The current hot button issue of gaming news has just had its flames stoked by Activision Blizzard CEO Bobby Kotick. In an interview with CNBC, Kotick expressed that he doesn't believe Activision Blizzard's games should be used as platforms for political ideas.
"We're not the operator of the world's town halls," Kotick said. "We're the operator of the communities that allow you to have fun through the lens of a video game." CNBC anchor Becky Quick then asked Kotick how he's grown in recent times, to which Kotick stressed he's there to make sure everyone feels safe.
"My responsibility is to make sure that our communities feel safe, secure, comfortable and satisfied and entertained. And so I don't—I don't—that doesn't convey to me the right to have a platform for a lot of political views, I don't think. I think my responsibility is to satisfy our audiences and our stakeholders, our employees, our shareholders."
Kotick then noted how he looks up to CEOs that show strong leadership skills and have incredible quality of character. He seemingly forgot that Blizzard recently banned Hearthstone player Blitzchung for expressing a political idea, basically kowtowing to the Chinese government in an effort to appeal to its corporate overlords.
There's also the little fact that a mission in the recently released Call of Duty: Modern Warfare goes out of its way to attribute a real-life American war crime to Russia. In the eyes of Kotick, it seems like "a platform for political views" refers to saying you don't like Trump. It clearly has nothing to do with violating someone's basic human rights or rewriting history, two inherently political ideas.
This is another in a long line of game companies making bafflingly inept statements about "politics." Infinity Ward's Jacob Minkoff (gameplay director for Modern Warfare) stated that the game was not political prior to its release.

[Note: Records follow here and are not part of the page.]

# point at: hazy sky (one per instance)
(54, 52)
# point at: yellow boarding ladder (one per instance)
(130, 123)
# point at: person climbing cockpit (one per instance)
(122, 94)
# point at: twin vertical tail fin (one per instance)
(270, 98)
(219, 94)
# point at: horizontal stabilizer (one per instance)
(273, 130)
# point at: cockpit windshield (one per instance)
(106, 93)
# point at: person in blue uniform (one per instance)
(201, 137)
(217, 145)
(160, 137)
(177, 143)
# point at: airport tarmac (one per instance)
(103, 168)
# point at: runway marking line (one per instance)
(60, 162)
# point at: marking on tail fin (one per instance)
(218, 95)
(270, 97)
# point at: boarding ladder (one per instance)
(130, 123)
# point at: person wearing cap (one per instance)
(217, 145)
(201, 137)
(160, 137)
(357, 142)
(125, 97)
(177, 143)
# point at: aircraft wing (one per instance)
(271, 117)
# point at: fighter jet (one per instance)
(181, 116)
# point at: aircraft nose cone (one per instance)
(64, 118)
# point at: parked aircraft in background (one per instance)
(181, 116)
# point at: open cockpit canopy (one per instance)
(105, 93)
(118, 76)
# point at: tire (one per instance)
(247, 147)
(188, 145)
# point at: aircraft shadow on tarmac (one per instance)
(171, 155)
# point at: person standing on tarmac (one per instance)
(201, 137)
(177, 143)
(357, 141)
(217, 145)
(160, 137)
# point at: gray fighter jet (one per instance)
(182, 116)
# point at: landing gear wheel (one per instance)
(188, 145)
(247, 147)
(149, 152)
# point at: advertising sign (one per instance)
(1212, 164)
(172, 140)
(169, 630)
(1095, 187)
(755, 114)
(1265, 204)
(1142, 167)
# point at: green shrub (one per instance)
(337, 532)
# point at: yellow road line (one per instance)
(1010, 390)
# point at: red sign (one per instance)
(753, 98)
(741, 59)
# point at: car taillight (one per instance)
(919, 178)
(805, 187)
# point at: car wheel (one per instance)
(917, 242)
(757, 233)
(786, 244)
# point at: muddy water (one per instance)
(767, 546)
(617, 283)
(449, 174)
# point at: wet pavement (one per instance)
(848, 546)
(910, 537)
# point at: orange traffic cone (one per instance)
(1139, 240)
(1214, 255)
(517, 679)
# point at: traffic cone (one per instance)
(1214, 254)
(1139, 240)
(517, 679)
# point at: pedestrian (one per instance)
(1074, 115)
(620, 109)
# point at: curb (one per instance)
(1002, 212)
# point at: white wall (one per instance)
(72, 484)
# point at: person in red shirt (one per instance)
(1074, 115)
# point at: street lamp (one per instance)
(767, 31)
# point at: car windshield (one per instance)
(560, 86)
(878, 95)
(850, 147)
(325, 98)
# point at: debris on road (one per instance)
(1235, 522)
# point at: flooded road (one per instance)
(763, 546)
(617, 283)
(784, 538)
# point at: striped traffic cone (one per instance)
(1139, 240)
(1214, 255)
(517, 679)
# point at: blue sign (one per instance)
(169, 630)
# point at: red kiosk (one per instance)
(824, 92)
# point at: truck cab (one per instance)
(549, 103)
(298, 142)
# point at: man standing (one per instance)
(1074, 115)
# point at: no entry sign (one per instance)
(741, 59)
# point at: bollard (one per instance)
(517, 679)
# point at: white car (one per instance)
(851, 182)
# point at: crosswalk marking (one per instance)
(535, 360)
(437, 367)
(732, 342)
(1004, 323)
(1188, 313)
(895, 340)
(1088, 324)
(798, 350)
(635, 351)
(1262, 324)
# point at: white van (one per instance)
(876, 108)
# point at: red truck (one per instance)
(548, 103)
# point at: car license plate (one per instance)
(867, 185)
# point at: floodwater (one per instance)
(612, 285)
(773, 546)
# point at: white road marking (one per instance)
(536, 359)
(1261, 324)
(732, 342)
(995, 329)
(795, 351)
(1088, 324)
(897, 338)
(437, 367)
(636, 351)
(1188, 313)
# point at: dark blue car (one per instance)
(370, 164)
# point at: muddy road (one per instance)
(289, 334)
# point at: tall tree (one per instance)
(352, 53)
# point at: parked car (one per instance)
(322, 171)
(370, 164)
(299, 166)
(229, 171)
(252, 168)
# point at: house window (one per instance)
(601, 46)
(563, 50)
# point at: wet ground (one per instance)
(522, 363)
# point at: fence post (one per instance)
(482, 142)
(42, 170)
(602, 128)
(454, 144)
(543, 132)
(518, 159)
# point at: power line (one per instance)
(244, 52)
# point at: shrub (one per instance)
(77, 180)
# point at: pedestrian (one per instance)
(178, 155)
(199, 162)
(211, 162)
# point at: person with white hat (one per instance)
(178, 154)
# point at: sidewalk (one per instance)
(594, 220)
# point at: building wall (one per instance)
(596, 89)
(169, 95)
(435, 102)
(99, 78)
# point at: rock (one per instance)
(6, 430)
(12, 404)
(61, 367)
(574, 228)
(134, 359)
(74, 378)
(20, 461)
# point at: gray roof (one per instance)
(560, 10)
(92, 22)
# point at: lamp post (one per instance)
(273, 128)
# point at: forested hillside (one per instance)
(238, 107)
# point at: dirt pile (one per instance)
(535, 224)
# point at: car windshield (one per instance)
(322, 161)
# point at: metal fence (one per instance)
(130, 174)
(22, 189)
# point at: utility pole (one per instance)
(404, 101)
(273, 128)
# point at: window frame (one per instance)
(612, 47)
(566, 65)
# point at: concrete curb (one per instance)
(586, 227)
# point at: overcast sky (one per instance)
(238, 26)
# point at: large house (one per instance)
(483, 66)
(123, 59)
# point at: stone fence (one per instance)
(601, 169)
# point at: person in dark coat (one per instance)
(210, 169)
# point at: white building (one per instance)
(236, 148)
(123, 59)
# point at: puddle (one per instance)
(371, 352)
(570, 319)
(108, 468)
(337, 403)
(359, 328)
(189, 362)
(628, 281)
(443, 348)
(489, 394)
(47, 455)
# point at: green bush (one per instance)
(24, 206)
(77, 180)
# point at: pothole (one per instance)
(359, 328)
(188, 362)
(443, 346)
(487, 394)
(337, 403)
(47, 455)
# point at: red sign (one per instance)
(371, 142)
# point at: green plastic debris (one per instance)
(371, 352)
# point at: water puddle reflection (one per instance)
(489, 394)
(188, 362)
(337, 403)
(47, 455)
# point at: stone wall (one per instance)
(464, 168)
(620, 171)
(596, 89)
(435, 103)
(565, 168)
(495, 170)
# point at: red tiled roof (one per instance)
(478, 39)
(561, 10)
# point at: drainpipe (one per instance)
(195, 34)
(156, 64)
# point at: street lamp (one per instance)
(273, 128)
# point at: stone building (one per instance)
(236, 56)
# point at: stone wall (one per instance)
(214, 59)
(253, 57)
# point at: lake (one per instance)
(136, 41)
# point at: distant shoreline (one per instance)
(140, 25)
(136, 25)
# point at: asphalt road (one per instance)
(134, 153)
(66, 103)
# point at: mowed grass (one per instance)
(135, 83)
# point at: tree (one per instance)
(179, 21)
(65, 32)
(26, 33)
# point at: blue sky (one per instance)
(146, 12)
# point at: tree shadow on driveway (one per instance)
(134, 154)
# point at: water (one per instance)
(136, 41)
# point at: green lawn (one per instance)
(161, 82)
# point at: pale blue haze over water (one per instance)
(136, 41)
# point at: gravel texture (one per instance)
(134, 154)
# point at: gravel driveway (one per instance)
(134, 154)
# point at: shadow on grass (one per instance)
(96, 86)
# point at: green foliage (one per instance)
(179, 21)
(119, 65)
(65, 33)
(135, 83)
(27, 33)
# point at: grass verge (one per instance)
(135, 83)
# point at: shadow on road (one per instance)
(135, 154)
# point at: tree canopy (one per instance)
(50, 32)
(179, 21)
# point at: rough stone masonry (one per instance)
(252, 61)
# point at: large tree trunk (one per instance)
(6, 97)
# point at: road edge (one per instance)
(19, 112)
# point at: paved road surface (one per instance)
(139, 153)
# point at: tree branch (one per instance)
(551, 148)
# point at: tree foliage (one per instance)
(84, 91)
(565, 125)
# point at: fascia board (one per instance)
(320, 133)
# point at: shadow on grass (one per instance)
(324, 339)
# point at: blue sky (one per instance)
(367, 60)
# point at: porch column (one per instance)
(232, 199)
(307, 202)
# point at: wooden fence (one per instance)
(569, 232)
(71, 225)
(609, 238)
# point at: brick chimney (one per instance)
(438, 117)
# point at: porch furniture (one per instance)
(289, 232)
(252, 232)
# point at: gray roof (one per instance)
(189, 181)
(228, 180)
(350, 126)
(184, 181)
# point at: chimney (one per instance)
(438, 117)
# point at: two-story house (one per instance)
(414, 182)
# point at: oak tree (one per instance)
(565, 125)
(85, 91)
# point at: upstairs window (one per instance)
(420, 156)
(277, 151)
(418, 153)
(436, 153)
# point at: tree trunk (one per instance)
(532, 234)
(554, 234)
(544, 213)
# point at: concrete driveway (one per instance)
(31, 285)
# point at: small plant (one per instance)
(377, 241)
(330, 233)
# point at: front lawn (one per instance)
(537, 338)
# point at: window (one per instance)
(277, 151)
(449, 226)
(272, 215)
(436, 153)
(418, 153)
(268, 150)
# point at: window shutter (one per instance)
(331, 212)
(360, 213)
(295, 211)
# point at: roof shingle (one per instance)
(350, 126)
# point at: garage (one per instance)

He obviously had a change of heart later down the line. Ubisoft has also made various statements to that effect despite placing its titles in political settings.
No one is saying you have to agree with their political stance or that every game needs some kind of real-life message. It's laughable to plug your ears and pretend a game about war isn't political, though. It's also tone-deaf to say your company wants to remain apolitical while currently banning a player for pledging support to his fellow man in Hong Kong. Either you're trying to appease shareholders or you're completely clueless.